The three by 3 posting can be accessed by scrolling down or selecting the June-August 2016 entry in the archive box.

“A Self Guided Tour of Pompeii” was inspired by a trip taken to Southern Italy and Sicily in October of 2015. Besides the plaques, a field guide acquired at the Pompeii gift shop was useful in resourcing the poem.

A Self Guided Tour of Pompeii


The citizens of Pompeii worshipped lots of gods–
publicly in temples, privately at home.
Jove, Jupiter, Minerva, Apollo, topped the rosters.
Thanks to them fortune fared good or bad.
More, but of lesser stature, meddled in household affairs.
The Lares enshrined within atriums look human,
dress alike, carry buckets laden with wine,
big and small horns for serving.


Tourists visiting the City view Vesuvius
to the north, weather permitting.
Its dark side hides within a deep crater
that can erupt at any time.
The latest, in 1944, lasted a week,
razed an allied air base, neighboring towns,
buckled the strada to Naples.


On display among the ruins
lie mummies from all walks of life.
Cooling lava cast them, by chance,
in their final moments.
They remain mute while plaques
in French, Italian, English,
cite facts and figures
incapable of explaining why.



December 2016-February 2017

The poems, “Seasonal Unemployment,” “How to Succeed in Apiculture,”  and “The Industrialization of Silk,” were originally posted with an audio file in three by 3, September-November 2014.

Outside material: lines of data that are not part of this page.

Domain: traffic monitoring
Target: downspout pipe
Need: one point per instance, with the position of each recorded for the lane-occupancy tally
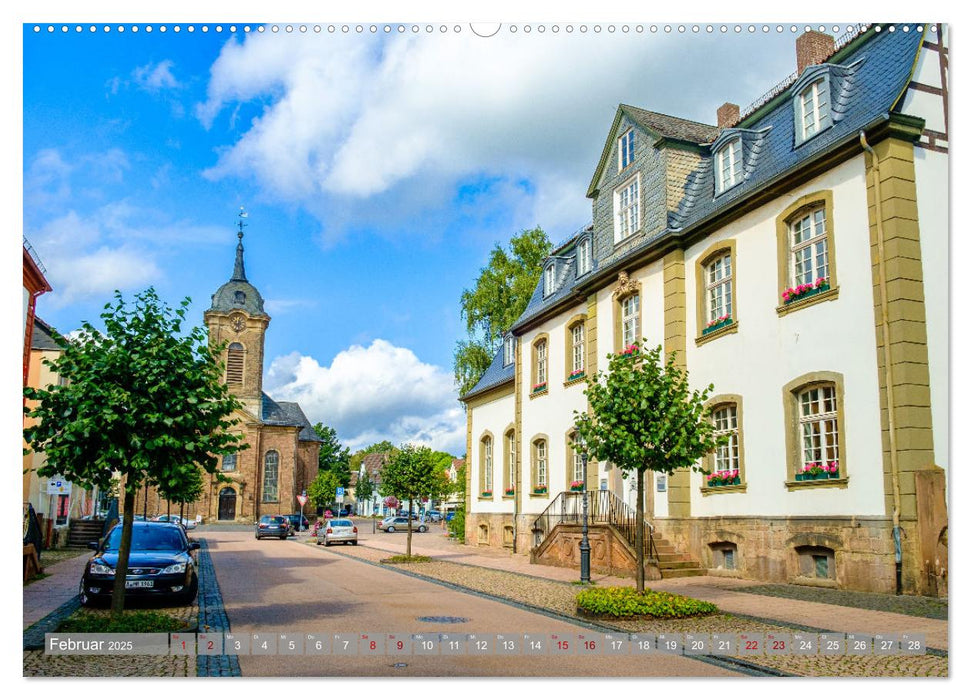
(887, 365)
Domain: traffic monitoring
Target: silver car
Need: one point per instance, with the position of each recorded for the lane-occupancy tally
(337, 530)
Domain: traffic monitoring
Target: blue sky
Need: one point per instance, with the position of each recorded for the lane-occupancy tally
(377, 170)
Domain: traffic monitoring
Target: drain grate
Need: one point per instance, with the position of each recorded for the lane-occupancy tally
(443, 619)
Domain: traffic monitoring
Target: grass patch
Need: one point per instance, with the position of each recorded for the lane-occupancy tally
(626, 602)
(145, 621)
(405, 559)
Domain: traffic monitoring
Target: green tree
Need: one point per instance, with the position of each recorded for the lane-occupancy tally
(141, 400)
(643, 416)
(364, 489)
(410, 474)
(334, 457)
(323, 489)
(499, 296)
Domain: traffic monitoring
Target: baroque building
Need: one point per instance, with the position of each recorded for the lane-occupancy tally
(793, 255)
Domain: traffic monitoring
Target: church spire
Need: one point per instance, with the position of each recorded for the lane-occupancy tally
(239, 272)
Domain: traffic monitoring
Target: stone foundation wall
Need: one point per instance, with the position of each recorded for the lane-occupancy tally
(775, 549)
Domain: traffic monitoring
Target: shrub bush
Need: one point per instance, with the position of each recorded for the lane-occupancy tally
(625, 602)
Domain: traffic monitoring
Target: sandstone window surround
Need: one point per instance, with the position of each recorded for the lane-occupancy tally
(576, 349)
(815, 419)
(235, 363)
(540, 365)
(540, 467)
(726, 415)
(715, 297)
(728, 165)
(271, 477)
(806, 251)
(509, 463)
(485, 466)
(625, 150)
(584, 256)
(627, 210)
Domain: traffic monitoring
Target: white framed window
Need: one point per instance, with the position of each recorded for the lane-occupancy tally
(625, 150)
(630, 319)
(725, 419)
(584, 258)
(541, 362)
(576, 349)
(541, 466)
(487, 464)
(508, 350)
(819, 425)
(728, 165)
(549, 280)
(813, 109)
(809, 247)
(718, 287)
(627, 216)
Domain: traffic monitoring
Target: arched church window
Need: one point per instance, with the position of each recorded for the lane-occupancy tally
(234, 364)
(271, 476)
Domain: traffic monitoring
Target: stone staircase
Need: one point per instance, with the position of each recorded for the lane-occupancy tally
(672, 563)
(83, 531)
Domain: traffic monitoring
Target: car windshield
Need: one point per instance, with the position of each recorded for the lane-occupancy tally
(148, 538)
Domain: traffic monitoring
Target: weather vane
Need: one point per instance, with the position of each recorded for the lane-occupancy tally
(242, 224)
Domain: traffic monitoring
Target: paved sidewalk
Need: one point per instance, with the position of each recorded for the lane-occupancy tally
(43, 597)
(727, 593)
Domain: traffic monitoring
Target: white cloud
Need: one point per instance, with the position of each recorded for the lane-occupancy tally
(368, 394)
(155, 77)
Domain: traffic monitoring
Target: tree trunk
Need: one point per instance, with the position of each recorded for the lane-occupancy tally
(408, 550)
(121, 567)
(639, 537)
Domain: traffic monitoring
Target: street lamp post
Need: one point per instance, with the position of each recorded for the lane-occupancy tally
(584, 540)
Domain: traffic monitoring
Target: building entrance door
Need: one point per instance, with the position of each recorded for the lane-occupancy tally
(227, 504)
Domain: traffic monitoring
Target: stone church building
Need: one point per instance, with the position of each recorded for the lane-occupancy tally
(281, 458)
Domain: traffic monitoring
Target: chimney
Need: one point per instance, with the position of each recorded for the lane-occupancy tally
(813, 48)
(728, 115)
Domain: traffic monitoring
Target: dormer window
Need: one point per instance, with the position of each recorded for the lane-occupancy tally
(549, 280)
(812, 109)
(508, 350)
(625, 150)
(728, 165)
(584, 257)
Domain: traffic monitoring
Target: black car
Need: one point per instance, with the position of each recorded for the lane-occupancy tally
(273, 526)
(296, 519)
(159, 565)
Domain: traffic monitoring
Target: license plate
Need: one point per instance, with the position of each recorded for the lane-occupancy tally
(139, 584)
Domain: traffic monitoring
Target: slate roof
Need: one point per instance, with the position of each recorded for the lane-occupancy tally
(672, 127)
(869, 75)
(42, 339)
(288, 413)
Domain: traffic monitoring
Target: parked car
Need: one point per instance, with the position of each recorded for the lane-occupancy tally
(397, 522)
(298, 522)
(337, 530)
(160, 565)
(273, 526)
(184, 522)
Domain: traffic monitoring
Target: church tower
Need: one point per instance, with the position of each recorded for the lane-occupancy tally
(237, 319)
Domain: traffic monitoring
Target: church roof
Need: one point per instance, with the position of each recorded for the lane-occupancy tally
(288, 413)
(238, 294)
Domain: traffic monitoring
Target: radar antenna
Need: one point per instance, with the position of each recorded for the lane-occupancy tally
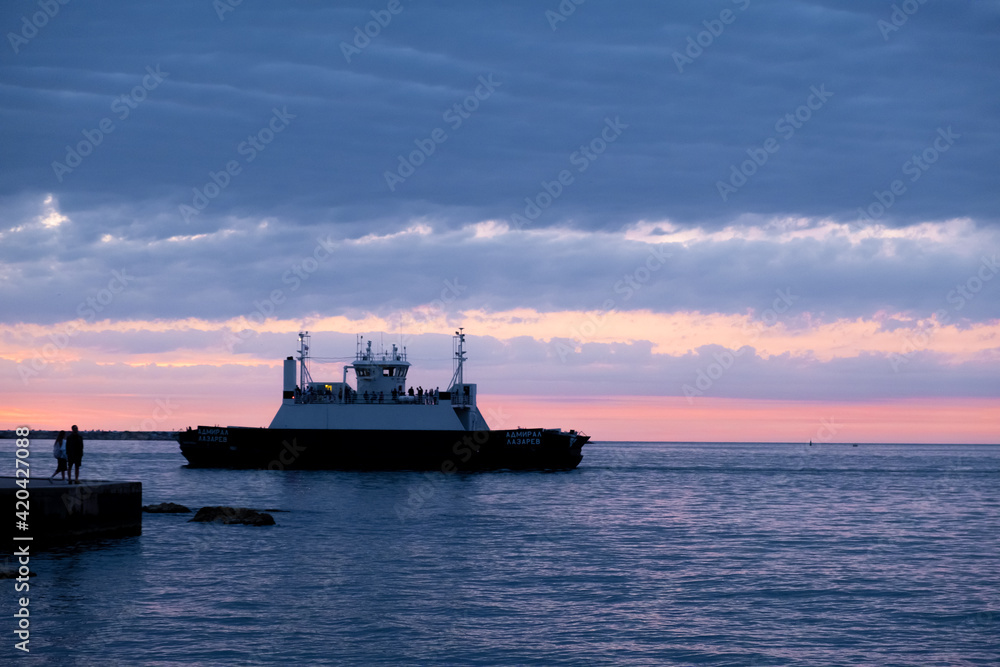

Recently I submitted them for publication in miller’s pond, an online poetry journal. Consequently, they have been accepted for the Winter 2017 edition. Their excellent website is:

The September-November 2014 posting on three by 3 can be accessed either by scrolling down or selecting that date on the archives box.



September-November 2016

Scruples 12 is an old/new poem. The first line comes from a work written in the mid 1980’s entitled Mirage.  Reading that poem several months ago inspired a revision, leaving only the first line intact. The rewrite became another Scruples.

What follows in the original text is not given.